Last season, Vladimir Zografski (BUL) got disqualified many times because of the jumping-suit he was using, but indeed the fans will remember better the disqualification of Gregor Schlierenzauer in Bad Mitterndorf.
Here are some figures...
During the 2011/12 season, 1781 jumping-suits were approved (738 among men in the World Cup and Grand Prix, 428 among ladies in the World and Continental Cup, while 615 were approved in the Continental Cup and Fis Cup for men). The countries that were more strictly controlled were Austria (105), Germany (98) and Norway (96). On a total number of 14 disqualifications in the World Cup for men, 8 were decided for breaking the rules about the suits. In the Continental Cup, they were 39 on 60.
Sepp Gratzer, head of the equipment control service, will be in charge for equipment controlling also in the 2012/2013 season for his 10th year in a row. He tells: «The atmosphere between the controllers and the athletes is very good. The athletes themselves want many controls – the more controls, the more fairness and equal chances. The jumpers know exactly what’s the case.

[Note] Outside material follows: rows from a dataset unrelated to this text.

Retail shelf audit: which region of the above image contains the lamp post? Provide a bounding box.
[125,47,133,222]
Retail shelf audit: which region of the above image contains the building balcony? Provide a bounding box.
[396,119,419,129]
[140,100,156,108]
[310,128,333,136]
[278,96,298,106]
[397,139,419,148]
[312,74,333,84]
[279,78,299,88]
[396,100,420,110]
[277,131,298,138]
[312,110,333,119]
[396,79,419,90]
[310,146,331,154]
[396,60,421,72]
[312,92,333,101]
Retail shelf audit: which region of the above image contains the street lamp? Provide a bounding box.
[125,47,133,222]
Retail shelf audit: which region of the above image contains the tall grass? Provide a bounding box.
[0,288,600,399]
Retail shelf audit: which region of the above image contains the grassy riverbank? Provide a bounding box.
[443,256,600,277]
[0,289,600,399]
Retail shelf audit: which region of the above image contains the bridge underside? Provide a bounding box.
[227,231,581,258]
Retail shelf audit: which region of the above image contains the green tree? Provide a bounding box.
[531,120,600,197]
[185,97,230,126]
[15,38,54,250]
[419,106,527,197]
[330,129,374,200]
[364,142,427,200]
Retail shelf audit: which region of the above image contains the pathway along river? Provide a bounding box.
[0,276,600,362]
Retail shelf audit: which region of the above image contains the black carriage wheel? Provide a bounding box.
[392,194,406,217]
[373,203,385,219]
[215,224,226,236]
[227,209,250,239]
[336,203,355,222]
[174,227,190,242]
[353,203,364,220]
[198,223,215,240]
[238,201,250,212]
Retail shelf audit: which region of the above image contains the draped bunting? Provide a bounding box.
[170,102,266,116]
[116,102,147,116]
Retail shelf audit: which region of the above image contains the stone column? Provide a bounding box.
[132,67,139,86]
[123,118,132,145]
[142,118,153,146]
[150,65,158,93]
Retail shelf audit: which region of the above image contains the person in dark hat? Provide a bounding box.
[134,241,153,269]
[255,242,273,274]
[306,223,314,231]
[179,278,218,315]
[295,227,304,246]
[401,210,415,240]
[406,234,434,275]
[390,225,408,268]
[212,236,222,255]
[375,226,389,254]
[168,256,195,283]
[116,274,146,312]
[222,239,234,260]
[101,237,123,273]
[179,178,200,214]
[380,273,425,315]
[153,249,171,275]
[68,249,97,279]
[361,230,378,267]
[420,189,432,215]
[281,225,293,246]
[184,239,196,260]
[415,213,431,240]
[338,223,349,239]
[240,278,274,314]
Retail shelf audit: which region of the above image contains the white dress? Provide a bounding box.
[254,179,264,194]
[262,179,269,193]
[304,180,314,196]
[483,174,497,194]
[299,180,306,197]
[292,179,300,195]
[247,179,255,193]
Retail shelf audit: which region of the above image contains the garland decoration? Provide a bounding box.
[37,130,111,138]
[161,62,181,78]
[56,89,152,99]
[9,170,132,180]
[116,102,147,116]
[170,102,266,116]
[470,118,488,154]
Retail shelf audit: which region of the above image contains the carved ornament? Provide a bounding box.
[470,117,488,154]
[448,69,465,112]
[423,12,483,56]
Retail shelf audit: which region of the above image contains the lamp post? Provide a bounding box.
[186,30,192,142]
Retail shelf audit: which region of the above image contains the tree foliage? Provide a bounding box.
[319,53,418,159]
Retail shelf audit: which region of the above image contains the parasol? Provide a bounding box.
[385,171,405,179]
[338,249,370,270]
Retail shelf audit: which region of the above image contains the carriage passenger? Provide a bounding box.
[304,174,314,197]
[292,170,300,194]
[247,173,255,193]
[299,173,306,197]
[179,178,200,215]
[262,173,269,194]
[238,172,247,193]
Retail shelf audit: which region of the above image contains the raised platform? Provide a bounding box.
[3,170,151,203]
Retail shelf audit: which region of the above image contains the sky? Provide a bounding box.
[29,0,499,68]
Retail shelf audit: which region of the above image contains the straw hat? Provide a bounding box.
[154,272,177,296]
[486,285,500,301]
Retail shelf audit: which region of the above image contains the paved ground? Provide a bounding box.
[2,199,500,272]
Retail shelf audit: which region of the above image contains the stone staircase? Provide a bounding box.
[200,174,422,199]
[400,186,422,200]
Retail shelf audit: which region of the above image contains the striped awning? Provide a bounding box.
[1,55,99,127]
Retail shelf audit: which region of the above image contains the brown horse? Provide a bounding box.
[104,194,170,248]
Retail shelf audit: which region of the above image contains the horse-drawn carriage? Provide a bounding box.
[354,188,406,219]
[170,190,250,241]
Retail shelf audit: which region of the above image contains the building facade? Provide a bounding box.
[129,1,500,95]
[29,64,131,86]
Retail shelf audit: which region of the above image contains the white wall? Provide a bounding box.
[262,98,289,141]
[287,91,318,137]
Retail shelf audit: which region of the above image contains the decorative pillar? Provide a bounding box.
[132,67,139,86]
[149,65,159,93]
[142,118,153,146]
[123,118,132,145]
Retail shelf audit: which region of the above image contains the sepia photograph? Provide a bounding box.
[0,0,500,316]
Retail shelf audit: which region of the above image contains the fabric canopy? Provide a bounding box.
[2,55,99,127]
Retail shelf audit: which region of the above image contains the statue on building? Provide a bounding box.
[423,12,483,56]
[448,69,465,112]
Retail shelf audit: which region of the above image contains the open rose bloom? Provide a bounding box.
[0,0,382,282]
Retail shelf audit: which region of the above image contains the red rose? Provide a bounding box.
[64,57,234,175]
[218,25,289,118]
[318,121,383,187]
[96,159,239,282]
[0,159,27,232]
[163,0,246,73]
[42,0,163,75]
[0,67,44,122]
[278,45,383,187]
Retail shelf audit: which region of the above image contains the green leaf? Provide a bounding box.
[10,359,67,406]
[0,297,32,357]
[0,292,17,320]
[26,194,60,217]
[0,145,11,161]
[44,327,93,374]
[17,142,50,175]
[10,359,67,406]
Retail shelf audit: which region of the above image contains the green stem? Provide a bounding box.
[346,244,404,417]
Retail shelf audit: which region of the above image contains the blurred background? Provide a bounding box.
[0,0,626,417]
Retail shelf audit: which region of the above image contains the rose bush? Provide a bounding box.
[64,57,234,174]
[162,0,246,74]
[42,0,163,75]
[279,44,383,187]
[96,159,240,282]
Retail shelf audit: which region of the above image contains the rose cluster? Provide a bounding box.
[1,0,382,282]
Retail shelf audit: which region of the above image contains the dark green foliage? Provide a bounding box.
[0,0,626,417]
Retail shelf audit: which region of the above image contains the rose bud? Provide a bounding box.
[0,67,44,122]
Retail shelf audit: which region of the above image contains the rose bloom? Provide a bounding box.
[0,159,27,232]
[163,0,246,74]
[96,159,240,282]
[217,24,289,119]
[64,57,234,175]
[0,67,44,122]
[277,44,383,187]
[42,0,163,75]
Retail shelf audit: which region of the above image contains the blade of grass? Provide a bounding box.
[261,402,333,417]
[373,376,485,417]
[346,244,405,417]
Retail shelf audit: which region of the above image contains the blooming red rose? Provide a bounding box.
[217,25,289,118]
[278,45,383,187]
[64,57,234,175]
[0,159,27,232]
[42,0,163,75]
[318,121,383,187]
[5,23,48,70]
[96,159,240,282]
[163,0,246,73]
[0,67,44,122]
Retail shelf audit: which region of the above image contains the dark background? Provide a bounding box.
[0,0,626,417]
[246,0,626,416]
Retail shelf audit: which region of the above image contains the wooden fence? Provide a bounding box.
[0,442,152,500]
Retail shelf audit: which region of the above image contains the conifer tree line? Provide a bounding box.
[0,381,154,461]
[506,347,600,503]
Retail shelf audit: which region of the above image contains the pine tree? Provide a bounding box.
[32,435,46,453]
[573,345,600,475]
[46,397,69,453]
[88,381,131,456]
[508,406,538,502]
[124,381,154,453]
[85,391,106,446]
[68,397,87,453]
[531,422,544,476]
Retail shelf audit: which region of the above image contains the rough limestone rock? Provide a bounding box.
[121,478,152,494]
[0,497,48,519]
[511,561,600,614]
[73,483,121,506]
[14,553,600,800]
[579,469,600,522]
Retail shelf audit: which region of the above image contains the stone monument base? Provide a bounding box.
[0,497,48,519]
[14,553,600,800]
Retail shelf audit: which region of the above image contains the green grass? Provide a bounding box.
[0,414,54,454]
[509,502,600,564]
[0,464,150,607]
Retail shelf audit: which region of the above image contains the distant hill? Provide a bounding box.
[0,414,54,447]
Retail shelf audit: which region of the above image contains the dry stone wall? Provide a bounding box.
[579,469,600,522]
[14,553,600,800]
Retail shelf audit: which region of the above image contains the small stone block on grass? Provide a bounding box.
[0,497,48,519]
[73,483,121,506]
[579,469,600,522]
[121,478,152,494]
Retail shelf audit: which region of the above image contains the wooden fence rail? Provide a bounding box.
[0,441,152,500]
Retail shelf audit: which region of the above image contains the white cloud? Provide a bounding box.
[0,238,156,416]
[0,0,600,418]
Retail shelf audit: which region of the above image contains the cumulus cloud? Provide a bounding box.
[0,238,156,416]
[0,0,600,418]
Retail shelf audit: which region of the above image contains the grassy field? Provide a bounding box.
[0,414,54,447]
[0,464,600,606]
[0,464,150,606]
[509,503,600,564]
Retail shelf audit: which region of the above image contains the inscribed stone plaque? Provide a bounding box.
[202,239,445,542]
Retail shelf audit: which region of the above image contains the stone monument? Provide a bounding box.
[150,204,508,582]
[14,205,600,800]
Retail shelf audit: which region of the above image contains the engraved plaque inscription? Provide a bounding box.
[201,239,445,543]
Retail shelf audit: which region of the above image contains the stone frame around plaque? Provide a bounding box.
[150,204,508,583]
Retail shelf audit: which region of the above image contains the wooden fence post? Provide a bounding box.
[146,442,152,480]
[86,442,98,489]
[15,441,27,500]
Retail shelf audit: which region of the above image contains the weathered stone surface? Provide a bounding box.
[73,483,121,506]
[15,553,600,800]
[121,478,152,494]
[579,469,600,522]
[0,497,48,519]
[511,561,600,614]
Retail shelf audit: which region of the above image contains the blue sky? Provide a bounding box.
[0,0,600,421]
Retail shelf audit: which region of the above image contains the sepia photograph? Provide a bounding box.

When Gregor Schlierenzauer came to me with his broken zipper and the tape with which they tried to fix it, he knew what will happen».
Besides various criteria – for example concerning the length of arms and legs, the collar, the different parts and seams etc. – the formula used to approve a suit was “body measures plus a tolerance of 6cm”.
But now this formula can be forgotten, thanks to the new jumping-suits presented during the meeting of the FIS Subcommittee for equipment and development in Zurich. The new suit is made up by 5 different parts instead than 7. This decreases the number of seams. Besides, the collar can have an elastic band and the zipper can exceed the collar by 1.5-5 cm, so it can’t «just open». Most importantly, the tolerance of the whole suit will go from 6 to 0 cm and therefore the suit will practically become part of the body. From the knee down, the old rule will still apply and the boot will have to fit under the suit. Thomas Morgenstern (AUT) was one of the first jumpers who had the chance to test the new suit and he said to be very satisfied with the innovations proposed.
What’s the next step?
The final decision will be taken during the FIS Congress that will take place at the end of May in South Korea. The new jumping-suits could be a real game-changer. They could mean the necessity to increase the in-run speed to reach the same distances, the need to have a less aggressive attitude on the take-off table or the necessity to move a little bit more upwards to allow a ballistic higher flight curve. Nevertheless, no reliable scientific data are available right now and all these speculations will have to be tested in reality.